Another driver for mobile learning is the fact that people are more and more on the move. In 2008, the Economist magazine published a special report on “The New Nomadism.” Because of our increased mobility, people are less likely to want to stay in one place in order to attend school for training in a specific location. With the new possibilities of connectivity to information from wherever we are, there is no need to hang around home base.
This new ability to move using improved transportation systems has led to the creation of entire categories of mobile workers, especially those in field services, and in sales. As well, our ability to move has led to people live at an increased distance from their workplace, making telecommuting very attractive. The shedding of permanent full-time jobs and their replacement by temporary and part-time service jobs that can be done at home or by virtual teams has also increased the attractiveness of learning from any location at any time.

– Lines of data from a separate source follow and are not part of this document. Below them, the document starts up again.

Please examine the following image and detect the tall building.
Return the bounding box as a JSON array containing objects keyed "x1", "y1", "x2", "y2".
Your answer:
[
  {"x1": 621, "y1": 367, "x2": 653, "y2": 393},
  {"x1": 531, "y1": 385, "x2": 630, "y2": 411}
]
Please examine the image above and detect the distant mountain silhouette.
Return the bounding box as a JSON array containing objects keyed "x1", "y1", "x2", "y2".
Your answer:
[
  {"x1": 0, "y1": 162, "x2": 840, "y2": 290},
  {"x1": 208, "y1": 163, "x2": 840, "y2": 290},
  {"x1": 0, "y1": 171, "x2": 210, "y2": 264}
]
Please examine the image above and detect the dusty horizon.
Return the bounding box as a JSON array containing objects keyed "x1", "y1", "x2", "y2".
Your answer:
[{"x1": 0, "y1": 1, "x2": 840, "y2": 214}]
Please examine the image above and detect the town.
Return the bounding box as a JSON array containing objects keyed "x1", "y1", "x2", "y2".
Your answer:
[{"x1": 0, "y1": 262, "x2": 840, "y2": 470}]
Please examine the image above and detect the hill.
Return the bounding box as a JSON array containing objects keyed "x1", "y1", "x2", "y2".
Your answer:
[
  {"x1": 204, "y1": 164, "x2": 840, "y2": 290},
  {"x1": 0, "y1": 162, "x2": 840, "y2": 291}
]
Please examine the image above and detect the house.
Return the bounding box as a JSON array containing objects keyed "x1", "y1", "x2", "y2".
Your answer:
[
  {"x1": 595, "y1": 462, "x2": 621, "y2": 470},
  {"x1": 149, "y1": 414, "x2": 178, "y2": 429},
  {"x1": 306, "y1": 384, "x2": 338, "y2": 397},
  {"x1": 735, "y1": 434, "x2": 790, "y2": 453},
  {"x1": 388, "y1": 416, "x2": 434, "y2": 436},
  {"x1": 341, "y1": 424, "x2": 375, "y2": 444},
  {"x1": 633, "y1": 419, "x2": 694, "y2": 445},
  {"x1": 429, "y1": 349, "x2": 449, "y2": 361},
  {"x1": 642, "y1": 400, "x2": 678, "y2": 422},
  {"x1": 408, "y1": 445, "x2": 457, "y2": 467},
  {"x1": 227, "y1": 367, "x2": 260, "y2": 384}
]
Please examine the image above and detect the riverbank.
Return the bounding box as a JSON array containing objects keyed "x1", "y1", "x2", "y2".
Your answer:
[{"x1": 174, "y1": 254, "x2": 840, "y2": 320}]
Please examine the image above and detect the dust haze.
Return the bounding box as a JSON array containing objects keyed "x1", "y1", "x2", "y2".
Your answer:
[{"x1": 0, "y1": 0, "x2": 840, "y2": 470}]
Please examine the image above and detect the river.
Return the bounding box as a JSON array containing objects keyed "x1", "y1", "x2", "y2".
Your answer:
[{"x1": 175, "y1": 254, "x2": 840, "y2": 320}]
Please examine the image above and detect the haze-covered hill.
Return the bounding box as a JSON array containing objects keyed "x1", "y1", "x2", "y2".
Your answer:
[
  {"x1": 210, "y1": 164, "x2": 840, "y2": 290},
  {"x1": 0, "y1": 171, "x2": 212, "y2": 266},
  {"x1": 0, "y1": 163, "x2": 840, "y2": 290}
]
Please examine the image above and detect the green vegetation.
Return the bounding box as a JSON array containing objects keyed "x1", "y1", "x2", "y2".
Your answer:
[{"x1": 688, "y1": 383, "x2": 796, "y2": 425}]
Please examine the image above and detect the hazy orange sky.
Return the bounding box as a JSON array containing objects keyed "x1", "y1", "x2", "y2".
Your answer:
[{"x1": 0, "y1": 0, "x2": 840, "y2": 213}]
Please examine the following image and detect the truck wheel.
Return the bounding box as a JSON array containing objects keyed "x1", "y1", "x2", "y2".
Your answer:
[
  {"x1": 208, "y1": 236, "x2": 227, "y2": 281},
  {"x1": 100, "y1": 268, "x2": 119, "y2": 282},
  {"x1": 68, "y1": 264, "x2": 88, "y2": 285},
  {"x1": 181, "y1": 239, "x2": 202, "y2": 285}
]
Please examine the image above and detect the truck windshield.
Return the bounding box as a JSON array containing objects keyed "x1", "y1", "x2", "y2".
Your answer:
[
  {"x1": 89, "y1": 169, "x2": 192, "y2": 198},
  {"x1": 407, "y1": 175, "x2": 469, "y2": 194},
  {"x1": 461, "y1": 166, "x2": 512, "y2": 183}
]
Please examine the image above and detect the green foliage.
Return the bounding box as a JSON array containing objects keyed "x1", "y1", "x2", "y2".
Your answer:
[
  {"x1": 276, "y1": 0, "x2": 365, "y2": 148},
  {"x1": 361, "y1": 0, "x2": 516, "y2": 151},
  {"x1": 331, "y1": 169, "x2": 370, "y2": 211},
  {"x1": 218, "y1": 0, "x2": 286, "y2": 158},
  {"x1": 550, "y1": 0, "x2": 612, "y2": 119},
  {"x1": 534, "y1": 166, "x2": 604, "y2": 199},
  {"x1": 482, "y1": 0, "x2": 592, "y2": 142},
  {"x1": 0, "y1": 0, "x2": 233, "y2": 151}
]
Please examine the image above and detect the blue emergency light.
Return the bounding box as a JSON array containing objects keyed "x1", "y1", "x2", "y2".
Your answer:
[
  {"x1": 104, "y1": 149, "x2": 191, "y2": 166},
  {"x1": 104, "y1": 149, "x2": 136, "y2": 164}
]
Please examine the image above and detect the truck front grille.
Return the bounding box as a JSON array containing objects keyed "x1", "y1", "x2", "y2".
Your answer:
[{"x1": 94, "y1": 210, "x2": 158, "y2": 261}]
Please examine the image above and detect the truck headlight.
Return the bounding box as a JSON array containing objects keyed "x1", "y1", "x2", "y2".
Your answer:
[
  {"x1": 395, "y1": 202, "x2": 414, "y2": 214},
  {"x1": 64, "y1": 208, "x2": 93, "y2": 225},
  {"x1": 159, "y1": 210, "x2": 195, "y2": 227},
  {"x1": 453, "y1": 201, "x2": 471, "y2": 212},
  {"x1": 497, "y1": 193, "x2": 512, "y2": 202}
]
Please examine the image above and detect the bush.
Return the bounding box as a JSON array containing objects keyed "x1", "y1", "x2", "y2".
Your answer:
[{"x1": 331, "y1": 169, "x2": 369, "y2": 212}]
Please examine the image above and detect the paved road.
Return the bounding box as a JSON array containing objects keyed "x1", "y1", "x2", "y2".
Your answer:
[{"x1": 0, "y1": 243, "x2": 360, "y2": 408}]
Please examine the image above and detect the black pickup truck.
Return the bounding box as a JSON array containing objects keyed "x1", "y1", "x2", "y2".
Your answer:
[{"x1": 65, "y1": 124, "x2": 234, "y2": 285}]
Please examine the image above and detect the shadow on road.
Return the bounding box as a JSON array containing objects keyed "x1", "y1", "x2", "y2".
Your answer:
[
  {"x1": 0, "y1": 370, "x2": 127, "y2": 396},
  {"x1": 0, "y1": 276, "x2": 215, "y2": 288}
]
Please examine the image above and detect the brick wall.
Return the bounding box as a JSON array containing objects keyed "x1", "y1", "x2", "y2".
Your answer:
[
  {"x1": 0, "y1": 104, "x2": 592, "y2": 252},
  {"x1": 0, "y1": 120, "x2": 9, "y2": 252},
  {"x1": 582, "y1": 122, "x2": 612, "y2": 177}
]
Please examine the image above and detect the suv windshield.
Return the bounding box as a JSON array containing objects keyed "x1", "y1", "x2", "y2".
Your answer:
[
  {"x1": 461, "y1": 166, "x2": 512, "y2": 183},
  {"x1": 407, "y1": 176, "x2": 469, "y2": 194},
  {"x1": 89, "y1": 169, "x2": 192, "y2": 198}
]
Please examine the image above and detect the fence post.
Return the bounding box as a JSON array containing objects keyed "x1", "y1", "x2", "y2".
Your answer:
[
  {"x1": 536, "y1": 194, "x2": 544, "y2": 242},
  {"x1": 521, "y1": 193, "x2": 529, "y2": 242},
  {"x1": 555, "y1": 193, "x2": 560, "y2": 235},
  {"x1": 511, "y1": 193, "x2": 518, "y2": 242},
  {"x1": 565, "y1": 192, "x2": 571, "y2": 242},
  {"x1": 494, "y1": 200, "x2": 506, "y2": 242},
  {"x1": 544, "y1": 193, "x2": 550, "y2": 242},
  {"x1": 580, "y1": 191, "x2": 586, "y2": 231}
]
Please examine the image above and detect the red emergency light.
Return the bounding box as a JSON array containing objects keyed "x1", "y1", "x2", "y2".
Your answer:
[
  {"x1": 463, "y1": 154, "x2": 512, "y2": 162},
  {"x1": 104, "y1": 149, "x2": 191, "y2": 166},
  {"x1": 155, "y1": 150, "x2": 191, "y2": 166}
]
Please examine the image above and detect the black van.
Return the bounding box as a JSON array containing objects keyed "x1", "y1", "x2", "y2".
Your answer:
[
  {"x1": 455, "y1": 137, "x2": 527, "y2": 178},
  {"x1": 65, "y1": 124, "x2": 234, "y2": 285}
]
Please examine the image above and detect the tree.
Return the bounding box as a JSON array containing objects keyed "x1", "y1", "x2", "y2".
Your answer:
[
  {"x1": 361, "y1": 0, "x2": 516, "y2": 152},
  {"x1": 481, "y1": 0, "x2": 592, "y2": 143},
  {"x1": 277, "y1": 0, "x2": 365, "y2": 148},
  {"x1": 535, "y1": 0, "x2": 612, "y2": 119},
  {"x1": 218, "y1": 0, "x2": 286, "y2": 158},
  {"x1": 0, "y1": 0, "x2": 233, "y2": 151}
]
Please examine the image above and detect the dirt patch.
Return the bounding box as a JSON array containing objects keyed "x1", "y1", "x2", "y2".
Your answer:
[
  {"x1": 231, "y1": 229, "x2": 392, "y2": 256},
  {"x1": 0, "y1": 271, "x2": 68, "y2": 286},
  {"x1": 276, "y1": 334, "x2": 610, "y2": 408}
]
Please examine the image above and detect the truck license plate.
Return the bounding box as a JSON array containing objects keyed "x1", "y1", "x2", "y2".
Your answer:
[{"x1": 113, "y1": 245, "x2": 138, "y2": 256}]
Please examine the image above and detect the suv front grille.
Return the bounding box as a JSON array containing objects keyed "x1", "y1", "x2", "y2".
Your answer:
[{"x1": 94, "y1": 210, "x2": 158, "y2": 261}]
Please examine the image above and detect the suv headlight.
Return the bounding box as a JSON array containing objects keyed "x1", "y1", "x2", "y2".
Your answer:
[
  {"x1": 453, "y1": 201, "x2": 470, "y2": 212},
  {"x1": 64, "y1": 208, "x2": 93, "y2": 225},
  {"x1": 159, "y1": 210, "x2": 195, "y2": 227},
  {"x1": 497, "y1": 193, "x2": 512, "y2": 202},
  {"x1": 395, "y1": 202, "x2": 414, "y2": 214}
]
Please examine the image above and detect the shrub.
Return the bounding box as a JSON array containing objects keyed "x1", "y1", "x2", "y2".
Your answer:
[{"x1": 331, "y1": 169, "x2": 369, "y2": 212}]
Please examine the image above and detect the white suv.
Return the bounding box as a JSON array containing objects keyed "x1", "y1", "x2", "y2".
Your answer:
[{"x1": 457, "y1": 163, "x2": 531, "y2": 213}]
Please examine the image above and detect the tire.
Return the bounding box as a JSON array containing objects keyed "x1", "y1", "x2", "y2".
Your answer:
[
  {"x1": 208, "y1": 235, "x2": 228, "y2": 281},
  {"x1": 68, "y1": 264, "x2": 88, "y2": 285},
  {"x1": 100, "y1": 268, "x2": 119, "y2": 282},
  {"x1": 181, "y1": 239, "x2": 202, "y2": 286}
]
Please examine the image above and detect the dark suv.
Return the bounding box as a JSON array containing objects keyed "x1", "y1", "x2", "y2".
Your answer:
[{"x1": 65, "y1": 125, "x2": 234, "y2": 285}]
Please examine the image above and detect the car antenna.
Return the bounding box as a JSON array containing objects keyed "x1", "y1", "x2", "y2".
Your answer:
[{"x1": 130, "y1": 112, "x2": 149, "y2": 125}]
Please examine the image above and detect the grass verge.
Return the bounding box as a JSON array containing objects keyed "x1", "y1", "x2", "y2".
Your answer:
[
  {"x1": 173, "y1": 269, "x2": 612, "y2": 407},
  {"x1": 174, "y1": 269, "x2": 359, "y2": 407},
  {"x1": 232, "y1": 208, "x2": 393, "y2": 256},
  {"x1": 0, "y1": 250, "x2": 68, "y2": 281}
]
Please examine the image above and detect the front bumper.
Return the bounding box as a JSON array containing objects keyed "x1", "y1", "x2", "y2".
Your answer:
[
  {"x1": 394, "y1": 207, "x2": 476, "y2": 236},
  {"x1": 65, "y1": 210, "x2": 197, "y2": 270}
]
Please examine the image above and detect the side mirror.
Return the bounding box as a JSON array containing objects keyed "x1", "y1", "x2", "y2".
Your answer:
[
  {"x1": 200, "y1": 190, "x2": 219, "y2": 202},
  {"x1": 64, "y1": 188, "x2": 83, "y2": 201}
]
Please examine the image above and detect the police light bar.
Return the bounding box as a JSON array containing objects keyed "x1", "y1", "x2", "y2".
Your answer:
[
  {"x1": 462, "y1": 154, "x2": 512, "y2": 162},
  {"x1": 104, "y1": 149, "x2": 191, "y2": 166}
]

Of course, much as been made of the new generation that is entering the workforce in terms of their intimate knowledge of computers and mobile devices. But I think that this is been overblown as a driver, in that the use of mobile learning needs to make business sense rather than simply catering to the desires of a new set of workers. Yet, there’s no denying that many of us, and all ages, become very attached to our mobile phones and tablets. There’s even a psychiatric condition called “nomophobia” to describe those who become anxious when not in the presence of their mobile phone, or when their batteries run out. The British Post Office has actually done a research study on this condition.
Finally, and perhaps most importantly for the corporate training audience, there are solid business reasons for the adoption of mobile learning. First, the widespread deployment of mobile phones means that an infrastructure for mobile learning is already in place. This means that there is already a communication device in the pockets of most workers, with access to email, texting and the Internet.
Mobile learning, when properly designed, can be described as “just in time, just enough and just for me.” Researchers have found that it improves retention in learning, because what is learned is relevant to the situation at hand. Mobile learning has the potential to leverage the “idle time” of workers on the move, who would likely otherwise be unproductive. On the other hand, people need time off, and the use of mobile learning can be seen in some situations as a way of unfairly increasing workloads without compensation.
Mobile learning has potential to change the way people work together. It can result in increased collaboration and sense of community, and give employees up-to-date information that they need in their jobs. At the same time, such information can be personalized and contextualized according to each person’s work situation. In short, mobile learning has “come of age.”